Avant
de voir Miracle mile, je n'avais jamais entendu parler de ce
film ni de son réalisateur Steve De Jarnatt. Tourné en 1987, sorti
en 1989 ici ou là, oublié pendant 30 ans avant de revenir en juin
dernier en salle en France et aujourd'hui en DVD, Miracle mile a
un acteur connu dans son rôle principal, Anthony Edwards, second
rôle important dans Top Gun sorti l'année précédant ce
tournage et quelques années plus tard, il sera l'un des médecins de
la série Urgences. Mine de rien, ça fait tout drôle de le voir
avec tous ses cheveux.
Le
film commence comme une comédie romantique (mettons à l'image de
Recherche Susan désespéramment, archétype des romances de
l'époque où les deux tourtereaux se rencontrent par hasard). Ici
dans le musée d'histoire naturelle de Los Angeles. Harry Washello,
costume bleu et lunettes rondes, se promène et suit du regard avant
de la suivre tout court Julie Peters (Mare Winnigham), petite bonne
femme pimpante vaguement baba cool. Le générique s'accompagne d'un
petit film sur l'évolution, du big bang jusqu'à la civilisation.
Cette
civilisation de 1988 est celle de la fin de mandat de Ronald Reagan
dont on ne parle pas dans le film mais que tous ses personnages
vivent : la fin de la guerre froide qui va revenir frapper au
coin de la porte d'une cabine téléphonique. Il est est tard dans la
nuit, vers 4 heures du matin, et Harry répond à ce téléphone qui
sonne. Une voix angoissée explique que deux missile lancés depuis
le Dakota du nord vont venir exploser dans une heure à Los Angeles.

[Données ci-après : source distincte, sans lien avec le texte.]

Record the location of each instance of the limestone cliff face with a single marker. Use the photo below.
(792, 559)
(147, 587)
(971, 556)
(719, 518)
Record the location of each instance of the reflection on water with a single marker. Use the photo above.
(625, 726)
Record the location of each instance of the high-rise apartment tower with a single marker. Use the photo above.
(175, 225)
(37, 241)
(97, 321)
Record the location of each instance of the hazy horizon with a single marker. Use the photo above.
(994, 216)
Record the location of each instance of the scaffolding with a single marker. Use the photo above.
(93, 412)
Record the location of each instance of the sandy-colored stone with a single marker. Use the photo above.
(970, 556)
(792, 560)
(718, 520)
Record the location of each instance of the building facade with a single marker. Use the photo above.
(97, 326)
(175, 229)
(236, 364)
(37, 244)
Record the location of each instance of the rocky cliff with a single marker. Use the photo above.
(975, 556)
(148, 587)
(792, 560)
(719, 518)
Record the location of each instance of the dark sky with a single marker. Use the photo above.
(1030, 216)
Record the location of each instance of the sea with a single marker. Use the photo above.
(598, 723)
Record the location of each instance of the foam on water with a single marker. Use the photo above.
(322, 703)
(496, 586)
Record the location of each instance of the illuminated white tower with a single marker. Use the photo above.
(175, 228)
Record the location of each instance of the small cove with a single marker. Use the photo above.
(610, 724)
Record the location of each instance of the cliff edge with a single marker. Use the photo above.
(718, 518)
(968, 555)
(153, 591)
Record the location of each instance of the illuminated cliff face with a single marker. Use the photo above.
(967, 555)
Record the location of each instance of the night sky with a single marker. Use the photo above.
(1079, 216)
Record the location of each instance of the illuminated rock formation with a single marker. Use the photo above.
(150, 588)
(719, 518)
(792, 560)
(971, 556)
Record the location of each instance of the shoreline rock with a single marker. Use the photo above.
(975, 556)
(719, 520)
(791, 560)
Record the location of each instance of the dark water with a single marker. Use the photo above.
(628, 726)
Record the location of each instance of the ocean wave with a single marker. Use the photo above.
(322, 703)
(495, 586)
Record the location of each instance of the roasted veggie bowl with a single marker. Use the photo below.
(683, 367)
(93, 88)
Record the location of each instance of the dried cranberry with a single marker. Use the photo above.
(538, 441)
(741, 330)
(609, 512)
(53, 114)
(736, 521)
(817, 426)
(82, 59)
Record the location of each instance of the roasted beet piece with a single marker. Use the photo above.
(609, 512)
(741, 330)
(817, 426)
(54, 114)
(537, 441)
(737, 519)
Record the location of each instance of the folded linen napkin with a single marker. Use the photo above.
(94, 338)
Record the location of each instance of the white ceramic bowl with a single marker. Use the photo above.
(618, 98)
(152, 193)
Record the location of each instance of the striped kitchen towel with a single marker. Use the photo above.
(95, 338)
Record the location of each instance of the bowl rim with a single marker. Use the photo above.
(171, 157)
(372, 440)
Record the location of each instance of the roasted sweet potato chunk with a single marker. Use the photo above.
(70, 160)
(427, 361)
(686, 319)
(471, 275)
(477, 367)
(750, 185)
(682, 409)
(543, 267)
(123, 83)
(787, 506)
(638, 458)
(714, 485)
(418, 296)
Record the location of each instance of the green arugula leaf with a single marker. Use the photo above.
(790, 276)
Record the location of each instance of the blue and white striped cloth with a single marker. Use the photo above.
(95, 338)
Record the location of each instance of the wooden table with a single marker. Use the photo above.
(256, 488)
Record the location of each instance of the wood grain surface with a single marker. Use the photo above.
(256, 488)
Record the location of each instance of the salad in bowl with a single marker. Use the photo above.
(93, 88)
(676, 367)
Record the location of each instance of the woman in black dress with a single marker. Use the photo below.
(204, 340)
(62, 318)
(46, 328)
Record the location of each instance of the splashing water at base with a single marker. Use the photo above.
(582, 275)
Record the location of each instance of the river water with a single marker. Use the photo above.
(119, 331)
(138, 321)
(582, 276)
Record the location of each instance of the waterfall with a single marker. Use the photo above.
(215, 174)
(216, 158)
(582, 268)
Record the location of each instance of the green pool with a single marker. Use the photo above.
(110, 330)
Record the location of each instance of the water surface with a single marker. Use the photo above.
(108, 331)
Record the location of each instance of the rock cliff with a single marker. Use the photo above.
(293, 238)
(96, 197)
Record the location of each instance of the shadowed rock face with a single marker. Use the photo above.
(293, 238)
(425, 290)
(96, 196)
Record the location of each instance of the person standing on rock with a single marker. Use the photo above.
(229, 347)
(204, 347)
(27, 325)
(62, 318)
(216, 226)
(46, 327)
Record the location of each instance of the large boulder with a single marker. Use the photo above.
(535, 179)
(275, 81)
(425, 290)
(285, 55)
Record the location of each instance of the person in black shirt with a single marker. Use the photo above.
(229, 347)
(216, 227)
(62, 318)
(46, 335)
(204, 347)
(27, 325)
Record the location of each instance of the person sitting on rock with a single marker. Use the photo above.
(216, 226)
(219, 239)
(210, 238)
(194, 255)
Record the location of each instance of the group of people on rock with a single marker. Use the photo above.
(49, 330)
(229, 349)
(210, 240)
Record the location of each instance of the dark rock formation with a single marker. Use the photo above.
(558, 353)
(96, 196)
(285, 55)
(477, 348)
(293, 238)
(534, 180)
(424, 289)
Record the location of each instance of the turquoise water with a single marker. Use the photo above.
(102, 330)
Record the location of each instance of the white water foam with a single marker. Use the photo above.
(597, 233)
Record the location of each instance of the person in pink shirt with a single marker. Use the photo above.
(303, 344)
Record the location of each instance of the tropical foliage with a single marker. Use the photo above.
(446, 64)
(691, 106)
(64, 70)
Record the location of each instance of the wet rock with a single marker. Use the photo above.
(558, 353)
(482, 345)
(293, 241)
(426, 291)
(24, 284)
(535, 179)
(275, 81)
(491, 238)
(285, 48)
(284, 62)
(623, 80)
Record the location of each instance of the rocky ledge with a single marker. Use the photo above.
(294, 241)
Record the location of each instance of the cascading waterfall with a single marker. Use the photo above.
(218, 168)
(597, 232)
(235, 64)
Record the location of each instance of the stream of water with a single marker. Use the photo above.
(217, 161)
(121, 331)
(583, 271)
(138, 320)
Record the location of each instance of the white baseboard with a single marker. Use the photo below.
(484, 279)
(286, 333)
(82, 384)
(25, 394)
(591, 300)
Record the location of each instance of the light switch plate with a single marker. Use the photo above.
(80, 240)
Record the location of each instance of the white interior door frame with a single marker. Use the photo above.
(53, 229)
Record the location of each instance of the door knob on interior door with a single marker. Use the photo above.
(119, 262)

Evidemment, Harry n'y croit pas jusqu'à ce qu'il comprenne que cela
pourrait être vrai.
Comment
notre personnage est-il arrivé à 4 heures du matin devant cette
cabine téléphonique qui annonce l'apocalypse ? Par une simple
accumulation de contre-temps. Julie voulait passer du temps avec son
grand-père, conséquence, elle donne rendez-vous à Harry plus tard,
puis elle recule encore le rendez-vous, ils se verront à minuit et
quart devant le restaurant typiquement américain le Johnie's. Pas de
chance pour Harry qui a décidé de faire une sieste, son réveil ne
sonne pas et il se lève avec trois heures de retard.
Le
compte à rebours commence, celui de la fin du monde. L'une des
choses remarquables dans Miracle mile est de filmer toute
cette civilisation qui va disparaître avec l'explosion des deux
bombes atomiques. Le très ancien comme ces mammouths du muséum mais
aussi toutes ces enseignes lumineuses, ces néons, ces publicités
sur les bâtiments et les commerces qui font la particularité de la
ville que le cinéaste filme abondement et ces horloges qui tournent
affirmant l'inexorabilité de l'apocalypse.
Dans
le restaurant, un diner classique où la serveuse (O-Lan
Jones, vue plusieurs fois dans des films de Tim Burton) sert du café
infect aux clients avec lassitude, les clients discutent de tout et
de rien autour du comptoir en forme de L tandis que le chef cuistot
(Robert DoQui, le chef de la police dans Robocop) s'affole de
l'arrivée de Harry et de son discours incohérent. Encore que
personne ne veut l'écouter, ni l'executive woman au volumineux
téléphone portable, ni les deux éboueurs, ni l'homme soûl qui
discute avec un travesti.
Là
encore Steve De Jarnatt prend un soin tout particulier à diversifier
ses personnages et à surtout à ne pas chercher à les caricaturer,
ils forment un Los Angeles où l'on ne dort jamais (et ce sera encore
plus vrai dans une scène ultérieure où Harry et Julie rentrent
dans un centre de remise en forme où l'on fait de la muscu ou de
l'aérobic à 5 heures du matin). Ils finissent par se laisser
convaincre par Harry que deux missiles approchent et qu'il faut fuir
au plus vite dans une confusion des dialogues qui n'est pas sans
rappeler la verve de Howard Hawks.
Le
film entre alors dans sa dernière phase qui consiste à filmer cette
dernière heure de vie. Elle se résume pour Harry à retrouver Julie
qui habite dans un autre quartier. Il faut donc trouver un véhicule.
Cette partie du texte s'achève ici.